Open Skills Project - Machine Learning
This is the library for the methods usable by the Open Skills API, including processing algorithms and utilities for computing our jobs and skills taxonomy.
New to Skills-ML? Check out the Skills-ML Tour! It will get you started with the concepts. You can also check out the notebook version of the tour which you can run on your own.
skills-ml depends on python3.6, so create a virtual environment using a python3.6 executable.
virtualenv venv -p /usr/bin/python3.6
Activate your virtualenv
source venv/bin/activate
pip install skills-ml
import skills_ml
- There are a couple of examples of specific uses of components to perform specific tasks in examples.

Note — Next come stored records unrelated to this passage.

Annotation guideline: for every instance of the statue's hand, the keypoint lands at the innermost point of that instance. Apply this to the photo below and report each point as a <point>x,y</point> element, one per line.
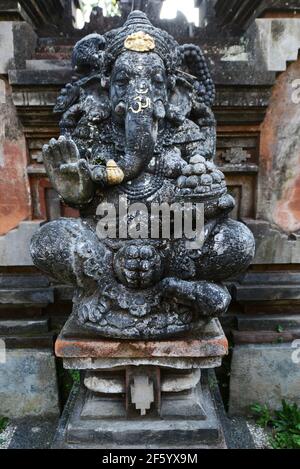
<point>69,174</point>
<point>201,176</point>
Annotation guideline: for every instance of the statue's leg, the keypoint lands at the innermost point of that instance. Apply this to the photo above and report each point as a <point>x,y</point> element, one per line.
<point>67,249</point>
<point>227,252</point>
<point>195,274</point>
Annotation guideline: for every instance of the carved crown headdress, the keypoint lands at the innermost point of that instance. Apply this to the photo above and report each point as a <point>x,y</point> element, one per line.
<point>139,34</point>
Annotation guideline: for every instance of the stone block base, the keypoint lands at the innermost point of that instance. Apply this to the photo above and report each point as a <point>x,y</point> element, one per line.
<point>99,421</point>
<point>28,384</point>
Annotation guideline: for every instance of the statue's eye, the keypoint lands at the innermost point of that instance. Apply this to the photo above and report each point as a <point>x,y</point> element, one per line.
<point>158,78</point>
<point>121,80</point>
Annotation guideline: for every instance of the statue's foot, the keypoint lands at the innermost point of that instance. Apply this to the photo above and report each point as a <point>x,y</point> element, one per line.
<point>206,298</point>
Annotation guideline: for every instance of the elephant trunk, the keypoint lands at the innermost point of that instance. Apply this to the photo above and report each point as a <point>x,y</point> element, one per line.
<point>141,127</point>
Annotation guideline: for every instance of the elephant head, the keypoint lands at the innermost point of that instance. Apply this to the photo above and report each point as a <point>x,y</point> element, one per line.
<point>145,82</point>
<point>138,96</point>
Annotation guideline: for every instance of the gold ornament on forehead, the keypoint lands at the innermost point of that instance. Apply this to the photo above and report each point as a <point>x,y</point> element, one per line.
<point>139,42</point>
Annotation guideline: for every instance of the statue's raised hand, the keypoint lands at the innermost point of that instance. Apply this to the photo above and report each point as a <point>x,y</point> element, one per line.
<point>69,174</point>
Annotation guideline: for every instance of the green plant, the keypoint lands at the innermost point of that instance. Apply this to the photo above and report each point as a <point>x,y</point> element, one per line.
<point>262,414</point>
<point>285,424</point>
<point>75,375</point>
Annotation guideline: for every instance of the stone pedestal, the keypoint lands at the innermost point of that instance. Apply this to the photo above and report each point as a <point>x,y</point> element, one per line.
<point>146,394</point>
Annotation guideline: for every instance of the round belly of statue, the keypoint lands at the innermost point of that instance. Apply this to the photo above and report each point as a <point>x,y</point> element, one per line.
<point>138,134</point>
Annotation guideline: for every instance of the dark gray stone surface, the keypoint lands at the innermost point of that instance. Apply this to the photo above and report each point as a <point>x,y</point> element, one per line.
<point>138,123</point>
<point>81,431</point>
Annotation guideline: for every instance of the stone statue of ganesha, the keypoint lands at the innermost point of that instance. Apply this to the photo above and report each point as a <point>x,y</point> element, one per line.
<point>137,123</point>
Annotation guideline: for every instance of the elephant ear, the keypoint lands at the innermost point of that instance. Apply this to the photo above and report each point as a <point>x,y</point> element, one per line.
<point>87,61</point>
<point>194,92</point>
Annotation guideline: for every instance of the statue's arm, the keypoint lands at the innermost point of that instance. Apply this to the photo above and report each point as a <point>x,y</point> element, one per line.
<point>69,174</point>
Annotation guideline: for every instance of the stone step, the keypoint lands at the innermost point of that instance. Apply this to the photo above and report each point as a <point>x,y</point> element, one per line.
<point>23,326</point>
<point>47,64</point>
<point>276,322</point>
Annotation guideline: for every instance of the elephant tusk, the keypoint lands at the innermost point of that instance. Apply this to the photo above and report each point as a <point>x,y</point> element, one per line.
<point>115,174</point>
<point>142,102</point>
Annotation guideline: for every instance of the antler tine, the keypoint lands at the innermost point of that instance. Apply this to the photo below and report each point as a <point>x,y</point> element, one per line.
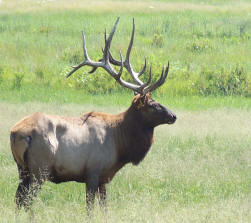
<point>135,76</point>
<point>108,41</point>
<point>159,82</point>
<point>141,89</point>
<point>108,59</point>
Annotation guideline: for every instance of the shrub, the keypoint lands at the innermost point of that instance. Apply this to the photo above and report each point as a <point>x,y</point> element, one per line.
<point>232,82</point>
<point>17,81</point>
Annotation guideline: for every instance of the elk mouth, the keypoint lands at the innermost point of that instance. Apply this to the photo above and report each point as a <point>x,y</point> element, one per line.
<point>172,119</point>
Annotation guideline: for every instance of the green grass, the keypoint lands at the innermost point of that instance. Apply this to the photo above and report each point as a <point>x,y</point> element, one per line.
<point>198,170</point>
<point>208,48</point>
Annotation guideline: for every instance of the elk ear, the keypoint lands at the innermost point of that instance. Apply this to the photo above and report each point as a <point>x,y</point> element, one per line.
<point>141,100</point>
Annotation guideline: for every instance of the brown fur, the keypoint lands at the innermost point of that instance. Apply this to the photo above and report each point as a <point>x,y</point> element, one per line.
<point>130,133</point>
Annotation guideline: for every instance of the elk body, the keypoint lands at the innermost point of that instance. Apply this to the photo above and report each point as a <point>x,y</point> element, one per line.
<point>93,147</point>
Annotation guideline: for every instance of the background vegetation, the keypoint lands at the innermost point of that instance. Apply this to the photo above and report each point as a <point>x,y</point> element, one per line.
<point>207,44</point>
<point>198,169</point>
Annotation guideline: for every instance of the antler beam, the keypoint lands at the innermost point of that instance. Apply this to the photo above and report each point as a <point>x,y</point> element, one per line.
<point>108,59</point>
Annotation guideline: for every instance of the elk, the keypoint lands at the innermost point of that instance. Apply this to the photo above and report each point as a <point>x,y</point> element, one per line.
<point>93,147</point>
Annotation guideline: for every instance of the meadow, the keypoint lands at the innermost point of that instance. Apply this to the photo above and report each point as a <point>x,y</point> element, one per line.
<point>198,170</point>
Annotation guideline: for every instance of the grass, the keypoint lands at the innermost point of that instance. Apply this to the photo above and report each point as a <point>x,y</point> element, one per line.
<point>198,170</point>
<point>208,50</point>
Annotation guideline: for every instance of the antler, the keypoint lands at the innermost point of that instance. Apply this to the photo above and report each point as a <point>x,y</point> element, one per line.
<point>108,59</point>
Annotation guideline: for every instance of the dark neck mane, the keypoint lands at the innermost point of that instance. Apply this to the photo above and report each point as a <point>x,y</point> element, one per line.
<point>133,137</point>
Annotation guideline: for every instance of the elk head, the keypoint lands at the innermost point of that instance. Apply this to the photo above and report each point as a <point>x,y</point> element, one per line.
<point>151,112</point>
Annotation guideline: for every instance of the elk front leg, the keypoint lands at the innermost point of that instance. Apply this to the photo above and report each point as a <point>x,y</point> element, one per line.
<point>26,190</point>
<point>102,195</point>
<point>91,189</point>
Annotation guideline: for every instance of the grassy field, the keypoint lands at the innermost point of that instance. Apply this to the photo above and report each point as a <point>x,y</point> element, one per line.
<point>207,44</point>
<point>198,169</point>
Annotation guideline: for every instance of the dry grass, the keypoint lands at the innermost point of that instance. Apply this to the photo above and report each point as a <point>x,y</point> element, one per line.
<point>197,171</point>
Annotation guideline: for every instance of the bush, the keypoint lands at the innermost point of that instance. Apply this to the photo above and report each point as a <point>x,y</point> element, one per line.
<point>17,82</point>
<point>233,82</point>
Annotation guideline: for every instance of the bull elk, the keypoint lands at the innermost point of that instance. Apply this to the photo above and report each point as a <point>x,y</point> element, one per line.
<point>93,147</point>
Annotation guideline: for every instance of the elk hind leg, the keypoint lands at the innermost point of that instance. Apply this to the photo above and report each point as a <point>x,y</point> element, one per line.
<point>91,189</point>
<point>27,189</point>
<point>102,195</point>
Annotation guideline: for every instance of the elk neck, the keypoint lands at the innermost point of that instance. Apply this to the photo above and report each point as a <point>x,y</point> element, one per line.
<point>133,137</point>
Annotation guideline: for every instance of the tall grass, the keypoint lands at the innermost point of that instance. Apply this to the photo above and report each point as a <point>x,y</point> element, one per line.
<point>196,171</point>
<point>208,50</point>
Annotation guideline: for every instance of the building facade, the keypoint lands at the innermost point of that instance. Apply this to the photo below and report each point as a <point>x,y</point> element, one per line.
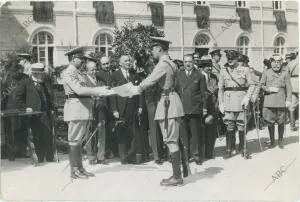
<point>75,24</point>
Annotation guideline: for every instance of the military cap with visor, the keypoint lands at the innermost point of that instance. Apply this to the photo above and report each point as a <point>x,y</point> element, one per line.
<point>160,41</point>
<point>232,54</point>
<point>77,52</point>
<point>205,61</point>
<point>215,52</point>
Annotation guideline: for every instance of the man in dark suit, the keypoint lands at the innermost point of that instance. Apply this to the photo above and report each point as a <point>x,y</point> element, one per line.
<point>191,88</point>
<point>34,93</point>
<point>210,121</point>
<point>104,75</point>
<point>96,147</point>
<point>125,111</point>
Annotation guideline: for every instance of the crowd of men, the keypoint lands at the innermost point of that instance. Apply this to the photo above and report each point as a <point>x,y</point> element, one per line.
<point>176,113</point>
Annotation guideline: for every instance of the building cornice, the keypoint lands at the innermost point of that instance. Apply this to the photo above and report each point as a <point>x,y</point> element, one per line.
<point>91,13</point>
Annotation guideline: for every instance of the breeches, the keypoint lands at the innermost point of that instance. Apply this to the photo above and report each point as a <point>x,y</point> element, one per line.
<point>295,102</point>
<point>76,131</point>
<point>274,115</point>
<point>233,120</point>
<point>171,136</point>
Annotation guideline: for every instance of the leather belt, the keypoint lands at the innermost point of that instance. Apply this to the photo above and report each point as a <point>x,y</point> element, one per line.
<point>166,92</point>
<point>236,89</point>
<point>76,96</point>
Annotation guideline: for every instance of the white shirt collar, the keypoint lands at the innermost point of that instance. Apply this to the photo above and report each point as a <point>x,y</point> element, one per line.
<point>125,73</point>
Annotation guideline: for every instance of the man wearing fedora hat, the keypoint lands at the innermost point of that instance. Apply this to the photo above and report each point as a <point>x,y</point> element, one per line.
<point>210,120</point>
<point>34,94</point>
<point>169,108</point>
<point>78,108</point>
<point>216,57</point>
<point>235,90</point>
<point>276,84</point>
<point>191,87</point>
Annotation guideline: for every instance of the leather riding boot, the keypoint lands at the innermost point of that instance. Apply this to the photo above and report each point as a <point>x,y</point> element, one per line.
<point>229,137</point>
<point>280,135</point>
<point>176,179</point>
<point>241,139</point>
<point>75,173</point>
<point>233,142</point>
<point>292,121</point>
<point>79,163</point>
<point>185,168</point>
<point>122,153</point>
<point>272,136</point>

- Check out the descriptions of different algorithm types in algorithms/ and look at any individual directories that match what you'd like to do (e.g. skill extraction, job title normalization)
- skills-airflow is the open-source production system that uses skills-ml algorithms in an Airflow pipeline to generate open datasets
skills-ml uses a forked version of pydocmd, and a custom script to keep the pydocmd config file up to date. Here's how to keep the docs updated before you push:
$ cd docs $ PYTHONPATH="../" python update_docs.py # this will update docs/pydocmd.yml with the package/module structure and export the Skills-ML Tour notebook to the documentation directory $ pydocmd serve # will serve local documentation that you can check in your browser $ pydocmd gh-deploy # will update the gh-pages branch
- algorithms/ - Core algorithmic module. Each submodule is meant to contain a different type of component, such as a job title normalizer or a skill tagger, with a common interface so different pipelines can try out different versions of the components.
- datasets/ - Wrappers for interfacing with different datasets, such as ONET, Urbanized Area.
- evaluation/ - Code for testing different components against each other.
This project is licensed under the MIT License - see the LICENSE.md
file for details.